I leaned across the table and kissed her.

‘Would you like a coffee?’

She nodded and I went in and ordered two coffees. When I returned and put her cup in front of her she was looking up at me.

‘I remembered another strange story,’ she said. ‘Or perhaps it isn’t so strange. But it seemed like it was. I was on one of the islands outside Stockholm. Walking in the forest on my own. Above me — and it wasn’t far above either, directly above the trees — I saw an airship gliding through the air. It was quite magical. It came from nowhere and floated above the forest and was gone. An airship!’

‘I’ve always been fascinated by airships,’ I said. ‘Ever since I was little. For me, it’s as close to fantasy as I can imagine. A world of airships! Oh, it does something to me, that does, but I’m damned if I know what. What do you think it is?’

‘If I’ve understood you correctly you used to be fascinated by divers, sailing boats, space travel and airships when you were a boy. You said once that you made drawings of divers, astronauts and sailing boats, didn’t you? Was that all?’

‘Yes, more or less.’

‘Well, what can one say about that? An insatiable travel bug? Divers, that’s as far down as you can go. Astronauts, that’s as high as you can go. Sailing boats, that’s a long way back in our history. And airships, that’s the world that never materialised.’

‘I suppose that’s right. Not as a big, dominant mode of transport anyway. It was more on the periphery, if you know what I mean. When you’re small you’re full of the world, that’s what life’s all about. It’s impossible to resist. And you don’t have to, either. At least not always.’

‘Well then?’ she said.

‘Well what?’

‘Do you long to get away now?’

‘Are you crazy? This summer must be the first since I was sixteen that I haven’t.’

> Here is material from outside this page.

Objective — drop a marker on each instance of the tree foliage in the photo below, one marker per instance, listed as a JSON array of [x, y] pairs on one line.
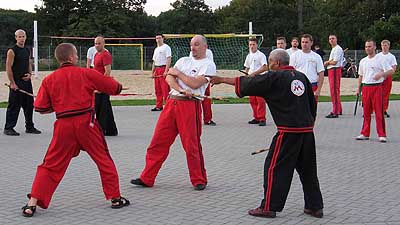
[[351, 20]]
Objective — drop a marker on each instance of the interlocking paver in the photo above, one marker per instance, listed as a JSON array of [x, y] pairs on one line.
[[359, 180]]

We got up and headed towards Djurgården Bridge.

‘Did you know that the first airships couldn’t be steered, and so to solve the problem they tried to train birds of prey, falcons I suppose, but perhaps eagles as well, to fly with long cables in their beaks?’

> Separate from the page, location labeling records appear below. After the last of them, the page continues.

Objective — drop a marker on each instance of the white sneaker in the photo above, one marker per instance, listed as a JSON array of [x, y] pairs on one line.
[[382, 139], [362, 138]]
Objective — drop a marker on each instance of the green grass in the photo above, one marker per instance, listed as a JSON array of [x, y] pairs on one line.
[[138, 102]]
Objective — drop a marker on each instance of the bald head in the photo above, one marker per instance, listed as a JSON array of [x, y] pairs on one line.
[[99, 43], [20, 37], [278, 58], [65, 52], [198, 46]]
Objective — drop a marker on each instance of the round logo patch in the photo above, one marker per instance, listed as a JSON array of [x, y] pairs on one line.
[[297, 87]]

‘No,’ I said. ‘All I know is that I love you.’

Even during these new days, which in quite a different way from previously were filled with routines, there was a great feeling of freedom for me. We got up early, Linda cycled off to school, I sat writing all day, unless I popped up to Filmhuset and had lunch with her, and then we met again early in the evening and were together until we went to bed. At the weekends we ate out and got drunk at night, in the bar at Folkoperan, which was our local, or at Guldapan, another favourite haunt, at Folkhemmet or the big bar in Odenplan.